🤖 AI Summary
Multimodal large language models (MLLMs) excel at cross-modal understanding but neglect structural relationships among data instances; integrating multimodality with graph-structured representations—termed multimodal graphs (MMGs)—is critical for applications such as social network analysis and healthcare. Existing MMG approaches are fragmented across three paradigms—MLLM-as-Encoder, MLLM-as-Aligner, and MLLM-as-Predictor—and lack a standardized evaluation benchmark.
Method: We introduce Graph-MLLM, the first standardized benchmark for MMG learning, comprising six diverse datasets and multiple downstream tasks.

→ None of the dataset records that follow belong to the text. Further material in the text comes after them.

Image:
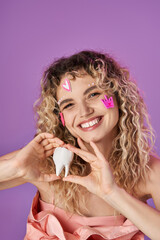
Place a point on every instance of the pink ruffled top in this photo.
(45, 221)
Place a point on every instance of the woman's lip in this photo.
(89, 120)
(91, 127)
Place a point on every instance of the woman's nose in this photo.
(85, 109)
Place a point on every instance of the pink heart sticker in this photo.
(66, 85)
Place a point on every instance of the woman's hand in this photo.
(28, 160)
(100, 180)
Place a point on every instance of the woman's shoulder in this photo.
(146, 188)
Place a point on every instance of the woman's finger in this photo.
(49, 153)
(81, 144)
(97, 152)
(48, 177)
(42, 136)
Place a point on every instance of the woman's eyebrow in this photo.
(85, 92)
(89, 89)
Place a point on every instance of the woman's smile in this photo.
(91, 124)
(84, 113)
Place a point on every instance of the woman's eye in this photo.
(68, 105)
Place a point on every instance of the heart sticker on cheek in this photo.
(66, 85)
(108, 103)
(62, 119)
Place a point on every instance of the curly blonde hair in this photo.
(133, 145)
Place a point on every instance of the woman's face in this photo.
(84, 113)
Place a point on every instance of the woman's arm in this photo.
(24, 165)
(100, 182)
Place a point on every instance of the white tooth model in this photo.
(62, 157)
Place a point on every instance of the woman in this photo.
(90, 104)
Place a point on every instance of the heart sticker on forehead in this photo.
(66, 85)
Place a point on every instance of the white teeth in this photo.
(91, 123)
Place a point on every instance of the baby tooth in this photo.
(62, 157)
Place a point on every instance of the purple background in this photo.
(33, 33)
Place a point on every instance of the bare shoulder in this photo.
(154, 173)
(153, 180)
(146, 189)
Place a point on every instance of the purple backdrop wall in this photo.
(33, 33)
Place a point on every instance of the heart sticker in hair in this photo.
(66, 85)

Contributions/Results: (1) We establish the first unified evaluation framework for MMG learning; (2) Empirical results demonstrate that joint image-text modeling outperforms unimodal inputs, and text-based visual descriptions significantly boost performance; (3) Fine-tuning only the MLLM—without explicit graph-structure encoding—achieves state-of-the-art results. We open-source a fully reproducible codebase to foster fair, efficient MMG research.
📝 Abstract
Multimodal Large Language Models (MLLMs) have demonstrated remarkable capabilities in representing and understanding diverse modalities. However, they typically focus on modality alignment in a pairwise manner while overlooking structural relationships across data points. Integrating multimodality with structured graph information (i.e., multimodal graphs, MMGs) is essential for real-world applications such as social networks, healthcare, and recommendation systems. Existing MMG learning methods fall into three paradigms based on how they leverage MLLMs: Encoder, Aligner, and Predictor. MLLM-as-Encoder focuses on enhancing graph neural networks (GNNs) via multimodal feature fusion; MLLM-as-Aligner aligns multimodal attributes in language or hidden space to enable LLM-based graph reasoning; MLLM-as-Predictor treats MLLMs as standalone reasoners with in-context learning or fine-tuning. Despite their advances, the MMG field lacks a unified benchmark to fairly evaluate across these approaches, making it unclear what progress has been made. To bridge this gap, we present Graph-MLLM, a comprehensive benchmark for multimodal graph learning by systematically evaluating these three paradigms across six datasets with different domains. Through extensive experiments, we observe that jointly considering the visual and textual attributes of the nodes benefits graph learning, even when using pre-trained text-to-image alignment models (e.g., CLIP) as encoders. We also find that converting visual attributes into textual descriptions further improves performance compared to directly using visual inputs. Moreover, we observe that fine-tuning MLLMs on specific MMGs can achieve state-of-the-art results in most scenarios, even without explicit graph structure information. We hope that our open-sourced library will facilitate rapid, equitable evaluation and inspire further innovative research in this field.